Mantle Ridge Sends Letter to CSX Board

NEW YORK--()--Mantle Ridge LP (“Mantle Ridge”), an investment firm that owns approximately 4.9% of the outstanding common shares of CSX Corp. (NASDAQ:CSX) (the “Company”), today sent the following letter to the CSX Board of Directors.

February 16, 2017

Edward J. Kelly, III
Presiding Director
CSX Corporation
500 Water Street, 15th Floor
Jacksonville, FL 32202

Dear Ned:

I read with interest your press release announcing a special meeting to poll shareholders on their views about our proposals.

Hunter and I are committed exclusively to finding ways to maximize shareholder value here. We know that the Board shares this objective.

Because every day’s delay in beginning to implement Precision Scheduled Railroading (PSR) under conditions that enable its success costs the Company dearly, it is in the shareholders’ best interest that we promptly resolve this through negotiation rather than wait months. Continuing the exploration for common ground makes sense. As I have said in my earliest communications with you, and in each correspondence since, I am convinced there is ample room for agreement. We have been standing by since last week for constructive counterproposals and we are ready to discuss them as they arrive.

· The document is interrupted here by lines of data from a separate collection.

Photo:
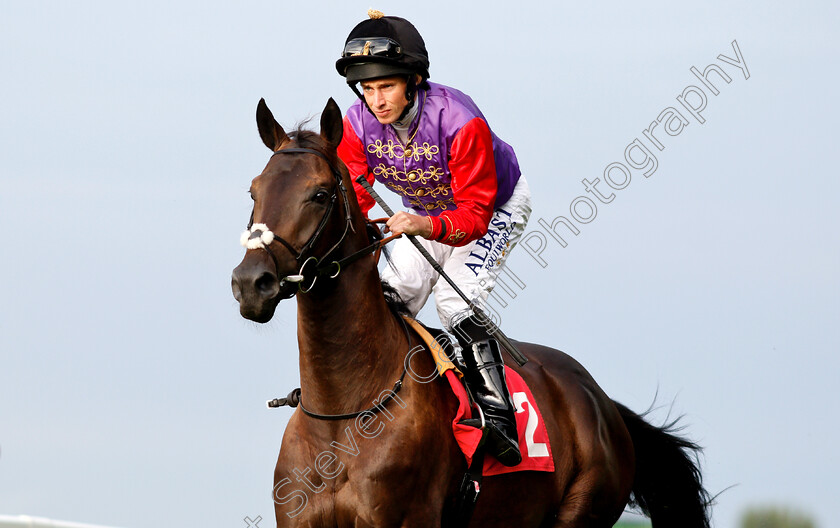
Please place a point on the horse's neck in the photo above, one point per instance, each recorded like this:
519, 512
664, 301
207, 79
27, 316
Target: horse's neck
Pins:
351, 346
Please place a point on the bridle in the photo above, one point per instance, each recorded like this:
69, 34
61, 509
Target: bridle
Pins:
259, 236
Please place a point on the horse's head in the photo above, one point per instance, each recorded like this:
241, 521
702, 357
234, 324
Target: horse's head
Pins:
302, 215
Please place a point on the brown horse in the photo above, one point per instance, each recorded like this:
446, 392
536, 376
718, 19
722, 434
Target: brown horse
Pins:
397, 464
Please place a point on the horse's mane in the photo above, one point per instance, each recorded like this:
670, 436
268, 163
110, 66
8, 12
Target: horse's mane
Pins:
308, 139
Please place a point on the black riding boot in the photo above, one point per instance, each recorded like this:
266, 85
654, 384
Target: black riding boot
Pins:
485, 377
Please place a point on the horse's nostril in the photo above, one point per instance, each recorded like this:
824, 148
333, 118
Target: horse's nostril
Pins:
237, 291
267, 285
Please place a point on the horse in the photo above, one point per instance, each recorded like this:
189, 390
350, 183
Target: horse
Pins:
369, 446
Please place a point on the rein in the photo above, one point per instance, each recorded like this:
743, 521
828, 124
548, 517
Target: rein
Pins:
294, 397
259, 236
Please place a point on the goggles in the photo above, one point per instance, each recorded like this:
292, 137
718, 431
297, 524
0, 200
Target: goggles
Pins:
375, 47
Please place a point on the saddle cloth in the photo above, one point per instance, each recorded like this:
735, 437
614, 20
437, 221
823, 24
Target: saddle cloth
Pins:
533, 438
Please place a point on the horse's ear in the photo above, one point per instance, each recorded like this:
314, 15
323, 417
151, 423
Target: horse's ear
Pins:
271, 132
332, 127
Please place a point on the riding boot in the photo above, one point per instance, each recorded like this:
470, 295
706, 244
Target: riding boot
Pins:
485, 377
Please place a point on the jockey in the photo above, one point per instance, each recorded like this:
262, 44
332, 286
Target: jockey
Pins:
466, 201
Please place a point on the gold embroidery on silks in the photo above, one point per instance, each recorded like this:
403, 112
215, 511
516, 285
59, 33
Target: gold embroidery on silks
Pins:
417, 185
381, 149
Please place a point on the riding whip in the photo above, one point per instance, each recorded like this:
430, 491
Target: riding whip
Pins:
485, 321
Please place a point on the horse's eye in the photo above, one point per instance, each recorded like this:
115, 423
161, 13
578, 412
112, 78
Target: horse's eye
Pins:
321, 197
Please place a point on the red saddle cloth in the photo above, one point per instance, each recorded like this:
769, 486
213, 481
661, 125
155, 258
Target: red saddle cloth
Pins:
533, 438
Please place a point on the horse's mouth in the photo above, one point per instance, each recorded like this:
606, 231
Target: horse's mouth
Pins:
258, 291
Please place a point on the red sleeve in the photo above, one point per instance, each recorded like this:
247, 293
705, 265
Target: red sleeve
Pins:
352, 153
474, 184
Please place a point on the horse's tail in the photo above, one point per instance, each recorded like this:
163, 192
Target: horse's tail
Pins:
667, 486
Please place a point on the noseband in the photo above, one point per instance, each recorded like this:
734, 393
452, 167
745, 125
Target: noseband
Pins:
259, 236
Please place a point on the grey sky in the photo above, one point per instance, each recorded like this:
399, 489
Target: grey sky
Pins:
131, 392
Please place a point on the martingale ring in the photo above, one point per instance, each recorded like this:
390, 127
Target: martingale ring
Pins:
314, 279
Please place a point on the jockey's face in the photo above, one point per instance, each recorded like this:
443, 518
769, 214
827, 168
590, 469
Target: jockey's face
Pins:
386, 98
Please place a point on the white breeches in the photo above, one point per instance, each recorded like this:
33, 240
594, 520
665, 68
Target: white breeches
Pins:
473, 267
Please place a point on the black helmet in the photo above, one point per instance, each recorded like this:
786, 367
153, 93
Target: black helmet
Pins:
383, 46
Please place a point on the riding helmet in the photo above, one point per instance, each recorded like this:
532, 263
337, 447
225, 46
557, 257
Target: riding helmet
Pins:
383, 46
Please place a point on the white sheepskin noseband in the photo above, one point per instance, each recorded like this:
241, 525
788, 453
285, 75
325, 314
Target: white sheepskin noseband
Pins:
259, 236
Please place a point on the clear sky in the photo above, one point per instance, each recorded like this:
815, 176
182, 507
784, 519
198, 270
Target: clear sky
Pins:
131, 391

Early on in this process, I explained that we were looking to you to help us shape a solution that the Board would embrace, and that would best advance the shareholders’ objective of a swift and certain transformation. I made that clear in my January 24th letter to the Board. The relevant passage is below:

“You Are Necessarily the Leader of this Process

For a variety of reasons, you are uniquely positioned to lead: you know the Company, the people, and the dynamics at the Board and in the executive ranks; you have had dealings with me, and you know Hunter by reputation; you have engineered countless deals; and you have been through a somewhat similar (but the differences are greater than the similarities) experience in the past. We seek your guidance in supporting your leadership.”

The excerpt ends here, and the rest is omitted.